In this data model, Alice is the top student and has no mentor. Bob and Charlie are Alice's students. David is Bob's student, and Eve is Charlie's student.

Example of a non-recursive CTE

A non-recursive CTE does not reference itself. To select all the direct students of Alice, you can use a non-recursive CTE as follows:

WITH Alice_Students AS (
    SELECT * FROM student WHERE mentor_id = 1
)
SELECT * FROM Alice_Students;

The execution result is as follows:

+------------+---------+-----------+
| student_id | name    | mentor_id |
+------------+---------+-----------+
|          2 | Bob     |         1 |
|          3 | Charlie |         1 |
+------------+---------+-----------+
2 rows in set

Example of a recursive CTE

To select all the direct and indirect students of Alice, you need to use a recursive CTE. A recursive CTE references itself to query students downwards level by level.
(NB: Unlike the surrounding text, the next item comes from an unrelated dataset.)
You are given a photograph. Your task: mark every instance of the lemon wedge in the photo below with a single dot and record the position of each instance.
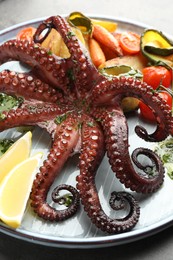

WITH RECURSIVE Student_Hierarchy AS (
    -- Anchor member: Select Alice as the starting point.
    SELECT student_id, name, mentor_id FROM student WHERE mentor_id IS NULL
    UNION ALL
    -- Recursive members: Select direct students based on the ID of the upper-level student.
    SELECT s.student_id, s.name, s.mentor_id
    FROM student s
    INNER JOIN Student_Hierarchy sh ON s.mentor_id = sh.student_id
)
SELECT * FROM Student_Hierarchy;

This recursive CTE first selects Alice as the starting point, and then recursively selects the direct students of each student until there are no more students.

The execution result is as follows:

+------------+---------+-----------+
| student_id | name    | mentor_id |
+------------+---------+-----------+
|          1 | Alice   |      NULL |
|          3 | Charlie |         1 |
|          2 | Bob     |         1 |
|          5 | Eve     |         3 |
|          4 | David   |         2 |
+------------+---------+-----------+
5 rows in set

In preceding examples, the recursive CTE traverses the hierarchy of students, while the non-recursive CTE selects only a fixed level of students.